How are DOACs managed in an acute ischemic stroke with suspected LVO but no hemorrhage?

Prepare for the Hemisphere IV Rapid Stroke Response Test with flashcards and detailed multiple-choice questions. Each question is accompanied by hints and explanations to help you succeed.

Multiple Choice

How are DOACs managed in an acute ischemic stroke with suspected LVO but no hemorrhage?

Explanation:
The main idea here is that restoring blood flow quickly is the priority in an acute ischemic stroke with suspected large vessel occlusion and no hemorrhage. The fastest path to reperfusion is to use mechanical thrombectomy for the occluded vessel, and in eligible patients within the 4.5-hour window, giving intravenous thrombolysis can further boost early reperfusion. Why this answer fits: giving IV tPA promptly within the treatment window aims to initiate clot breakdown right away, which can improve tissue salvage and outcomes, and it complements thrombectomy that will be pursued for definitive occlusion treatment if confirmed. In the absence of hemorrhage on imaging and within the therapeutic window, starting tPA without delay is a priority to maximize chances of recovery, with thrombectomy planned for rapid retrieval of the clot once LVO is identified. If the DOAC history is unclear or reversible factors are involved, hematology consults are useful, but they should not delay urgent reperfusion therapy in this scenario.

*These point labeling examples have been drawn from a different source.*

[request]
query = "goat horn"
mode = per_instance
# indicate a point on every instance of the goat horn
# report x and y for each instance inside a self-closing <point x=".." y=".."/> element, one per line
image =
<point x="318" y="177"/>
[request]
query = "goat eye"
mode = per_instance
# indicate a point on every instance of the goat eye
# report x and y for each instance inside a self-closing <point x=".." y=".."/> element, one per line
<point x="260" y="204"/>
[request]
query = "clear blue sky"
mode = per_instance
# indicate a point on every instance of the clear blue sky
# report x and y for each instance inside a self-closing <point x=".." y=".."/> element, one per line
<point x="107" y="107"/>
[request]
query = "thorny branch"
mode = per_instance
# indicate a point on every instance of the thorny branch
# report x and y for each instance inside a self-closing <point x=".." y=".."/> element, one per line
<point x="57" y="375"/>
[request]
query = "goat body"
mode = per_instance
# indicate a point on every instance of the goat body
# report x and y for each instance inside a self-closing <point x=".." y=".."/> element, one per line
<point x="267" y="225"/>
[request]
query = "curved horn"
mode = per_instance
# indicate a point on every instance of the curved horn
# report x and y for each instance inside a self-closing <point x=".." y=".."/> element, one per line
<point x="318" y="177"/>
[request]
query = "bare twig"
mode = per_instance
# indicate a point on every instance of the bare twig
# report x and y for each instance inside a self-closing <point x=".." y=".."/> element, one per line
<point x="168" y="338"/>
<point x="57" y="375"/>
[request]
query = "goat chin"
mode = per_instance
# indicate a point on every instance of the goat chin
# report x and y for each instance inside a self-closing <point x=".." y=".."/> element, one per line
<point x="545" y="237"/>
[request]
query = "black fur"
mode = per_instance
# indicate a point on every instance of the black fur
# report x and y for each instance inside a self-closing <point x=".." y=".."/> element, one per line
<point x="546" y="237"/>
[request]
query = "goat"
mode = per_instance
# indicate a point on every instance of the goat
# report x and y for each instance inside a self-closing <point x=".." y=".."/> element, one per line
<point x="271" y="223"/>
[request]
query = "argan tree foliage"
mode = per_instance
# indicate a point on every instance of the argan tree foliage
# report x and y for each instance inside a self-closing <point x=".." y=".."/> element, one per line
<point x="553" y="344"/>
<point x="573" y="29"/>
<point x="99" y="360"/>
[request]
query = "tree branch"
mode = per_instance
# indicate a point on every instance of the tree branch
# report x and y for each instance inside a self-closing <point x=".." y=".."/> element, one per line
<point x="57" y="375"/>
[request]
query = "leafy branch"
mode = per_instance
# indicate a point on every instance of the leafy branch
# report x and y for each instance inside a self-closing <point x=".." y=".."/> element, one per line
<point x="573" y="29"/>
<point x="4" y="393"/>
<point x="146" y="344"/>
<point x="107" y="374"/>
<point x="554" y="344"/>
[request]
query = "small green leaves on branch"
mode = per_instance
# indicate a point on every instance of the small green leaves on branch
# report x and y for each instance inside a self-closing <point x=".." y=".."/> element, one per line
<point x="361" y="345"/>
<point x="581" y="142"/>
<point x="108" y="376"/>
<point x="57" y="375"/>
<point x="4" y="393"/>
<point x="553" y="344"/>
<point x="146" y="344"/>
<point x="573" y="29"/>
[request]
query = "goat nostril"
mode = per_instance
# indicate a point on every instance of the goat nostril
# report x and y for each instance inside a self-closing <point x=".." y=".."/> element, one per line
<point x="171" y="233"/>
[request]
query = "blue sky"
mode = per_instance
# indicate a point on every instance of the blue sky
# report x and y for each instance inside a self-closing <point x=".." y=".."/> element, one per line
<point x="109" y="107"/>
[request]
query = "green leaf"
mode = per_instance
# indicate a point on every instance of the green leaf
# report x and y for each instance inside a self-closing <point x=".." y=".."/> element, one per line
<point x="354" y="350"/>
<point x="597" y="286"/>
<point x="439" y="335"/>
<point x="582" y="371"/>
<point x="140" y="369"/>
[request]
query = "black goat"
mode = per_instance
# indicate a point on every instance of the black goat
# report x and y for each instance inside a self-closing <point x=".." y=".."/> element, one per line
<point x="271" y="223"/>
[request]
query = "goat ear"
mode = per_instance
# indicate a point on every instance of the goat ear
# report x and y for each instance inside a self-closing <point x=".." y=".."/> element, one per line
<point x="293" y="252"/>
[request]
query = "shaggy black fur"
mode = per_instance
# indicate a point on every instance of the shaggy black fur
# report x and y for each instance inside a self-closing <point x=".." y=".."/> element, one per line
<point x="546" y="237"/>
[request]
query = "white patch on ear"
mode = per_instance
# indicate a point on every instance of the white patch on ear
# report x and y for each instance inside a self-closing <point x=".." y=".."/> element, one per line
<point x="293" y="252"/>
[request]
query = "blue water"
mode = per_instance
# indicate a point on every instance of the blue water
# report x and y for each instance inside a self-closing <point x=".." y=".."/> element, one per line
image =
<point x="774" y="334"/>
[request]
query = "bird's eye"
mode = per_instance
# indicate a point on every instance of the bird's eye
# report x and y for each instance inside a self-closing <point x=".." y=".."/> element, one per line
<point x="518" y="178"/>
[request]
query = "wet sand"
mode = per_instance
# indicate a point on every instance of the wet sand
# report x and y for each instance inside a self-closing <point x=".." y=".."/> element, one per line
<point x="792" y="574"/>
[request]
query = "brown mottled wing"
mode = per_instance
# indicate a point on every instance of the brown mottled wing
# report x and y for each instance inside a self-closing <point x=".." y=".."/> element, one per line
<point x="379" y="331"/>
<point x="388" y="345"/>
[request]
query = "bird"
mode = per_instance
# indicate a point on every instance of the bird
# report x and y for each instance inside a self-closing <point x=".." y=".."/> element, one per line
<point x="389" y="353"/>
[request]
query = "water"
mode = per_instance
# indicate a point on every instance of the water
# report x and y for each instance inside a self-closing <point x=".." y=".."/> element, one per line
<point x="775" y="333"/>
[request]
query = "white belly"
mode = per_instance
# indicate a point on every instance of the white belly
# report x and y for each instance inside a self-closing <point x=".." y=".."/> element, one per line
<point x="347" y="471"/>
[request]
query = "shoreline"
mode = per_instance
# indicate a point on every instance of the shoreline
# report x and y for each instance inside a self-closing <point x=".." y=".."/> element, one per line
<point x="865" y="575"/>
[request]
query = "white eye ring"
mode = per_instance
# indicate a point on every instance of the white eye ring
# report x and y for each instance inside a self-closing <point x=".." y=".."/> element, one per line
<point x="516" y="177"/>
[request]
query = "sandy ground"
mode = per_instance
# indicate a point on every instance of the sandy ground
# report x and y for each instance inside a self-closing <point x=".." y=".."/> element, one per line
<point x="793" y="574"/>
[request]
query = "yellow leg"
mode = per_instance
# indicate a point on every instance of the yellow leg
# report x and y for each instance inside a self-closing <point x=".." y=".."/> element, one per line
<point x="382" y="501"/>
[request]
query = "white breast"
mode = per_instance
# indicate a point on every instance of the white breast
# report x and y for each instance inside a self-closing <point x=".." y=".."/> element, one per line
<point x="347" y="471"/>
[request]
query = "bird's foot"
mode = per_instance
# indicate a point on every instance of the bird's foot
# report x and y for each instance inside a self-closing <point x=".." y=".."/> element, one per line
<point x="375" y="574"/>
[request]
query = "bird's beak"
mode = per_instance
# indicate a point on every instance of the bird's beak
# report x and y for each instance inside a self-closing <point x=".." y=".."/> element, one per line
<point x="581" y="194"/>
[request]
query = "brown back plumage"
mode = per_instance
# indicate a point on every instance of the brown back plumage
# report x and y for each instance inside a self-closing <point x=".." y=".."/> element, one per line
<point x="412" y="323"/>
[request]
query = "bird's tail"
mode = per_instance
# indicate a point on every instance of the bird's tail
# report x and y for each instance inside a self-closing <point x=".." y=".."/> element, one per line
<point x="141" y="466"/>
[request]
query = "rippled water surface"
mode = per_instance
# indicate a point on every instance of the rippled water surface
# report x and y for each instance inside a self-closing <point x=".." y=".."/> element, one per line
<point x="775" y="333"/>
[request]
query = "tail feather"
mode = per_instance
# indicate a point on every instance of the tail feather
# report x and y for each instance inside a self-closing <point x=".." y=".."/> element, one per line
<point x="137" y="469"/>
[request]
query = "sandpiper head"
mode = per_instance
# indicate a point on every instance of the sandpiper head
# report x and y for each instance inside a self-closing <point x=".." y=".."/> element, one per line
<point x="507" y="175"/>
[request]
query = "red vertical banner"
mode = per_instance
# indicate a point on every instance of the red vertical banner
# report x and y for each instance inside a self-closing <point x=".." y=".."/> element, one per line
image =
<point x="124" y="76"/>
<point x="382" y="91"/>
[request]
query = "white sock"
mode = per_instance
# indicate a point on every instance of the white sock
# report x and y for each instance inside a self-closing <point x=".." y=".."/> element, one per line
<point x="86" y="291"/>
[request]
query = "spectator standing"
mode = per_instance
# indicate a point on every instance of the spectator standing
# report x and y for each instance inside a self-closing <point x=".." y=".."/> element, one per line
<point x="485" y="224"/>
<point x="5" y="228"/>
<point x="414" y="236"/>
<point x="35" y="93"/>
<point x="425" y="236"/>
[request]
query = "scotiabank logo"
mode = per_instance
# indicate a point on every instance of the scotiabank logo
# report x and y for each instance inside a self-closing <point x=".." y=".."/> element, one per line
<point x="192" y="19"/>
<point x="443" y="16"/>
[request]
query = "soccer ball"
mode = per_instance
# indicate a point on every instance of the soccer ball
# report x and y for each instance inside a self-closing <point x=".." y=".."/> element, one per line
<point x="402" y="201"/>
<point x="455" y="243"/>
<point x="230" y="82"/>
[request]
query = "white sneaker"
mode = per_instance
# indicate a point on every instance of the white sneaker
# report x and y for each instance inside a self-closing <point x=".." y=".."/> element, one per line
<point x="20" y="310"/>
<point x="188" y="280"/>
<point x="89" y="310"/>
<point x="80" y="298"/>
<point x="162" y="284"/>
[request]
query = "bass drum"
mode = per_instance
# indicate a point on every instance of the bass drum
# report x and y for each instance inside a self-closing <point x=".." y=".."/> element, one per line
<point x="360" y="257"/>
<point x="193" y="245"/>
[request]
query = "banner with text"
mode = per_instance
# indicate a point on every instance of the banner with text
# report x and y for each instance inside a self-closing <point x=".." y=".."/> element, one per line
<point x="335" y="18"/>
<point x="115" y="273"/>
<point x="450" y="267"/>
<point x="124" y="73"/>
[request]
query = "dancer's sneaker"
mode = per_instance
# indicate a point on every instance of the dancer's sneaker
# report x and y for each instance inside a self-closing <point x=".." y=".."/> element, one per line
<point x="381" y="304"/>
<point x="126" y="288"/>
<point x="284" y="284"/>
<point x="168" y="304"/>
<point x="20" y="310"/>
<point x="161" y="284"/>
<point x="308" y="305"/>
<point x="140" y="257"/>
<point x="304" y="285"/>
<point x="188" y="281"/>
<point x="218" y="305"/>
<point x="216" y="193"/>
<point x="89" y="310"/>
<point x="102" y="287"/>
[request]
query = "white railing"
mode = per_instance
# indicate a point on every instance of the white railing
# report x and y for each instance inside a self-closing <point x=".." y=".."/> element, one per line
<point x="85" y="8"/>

The main idea here is that restoring blood flow quickly is the priority in an acute ischemic stroke with suspected large vessel occlusion and no hemorrhage. The fastest path to reperfusion is to use mechanical thrombectomy for the occluded vessel, and in eligible patients within the 4.5-hour window, giving intravenous thrombolysis can further boost early reperfusion.

Why this answer fits: giving IV tPA promptly within the treatment window aims to initiate clot breakdown right away, which can improve tissue salvage and outcomes, and it complements thrombectomy that will be pursued for definitive occlusion treatment if confirmed. In the absence of hemorrhage on imaging and within the therapeutic window, starting tPA without delay is a priority to maximize chances of recovery, with thrombectomy planned for rapid retrieval of the clot once LVO is identified. If the DOAC history is unclear or reversible factors are involved, hematology consults are useful, but they should not delay urgent reperfusion therapy in this scenario.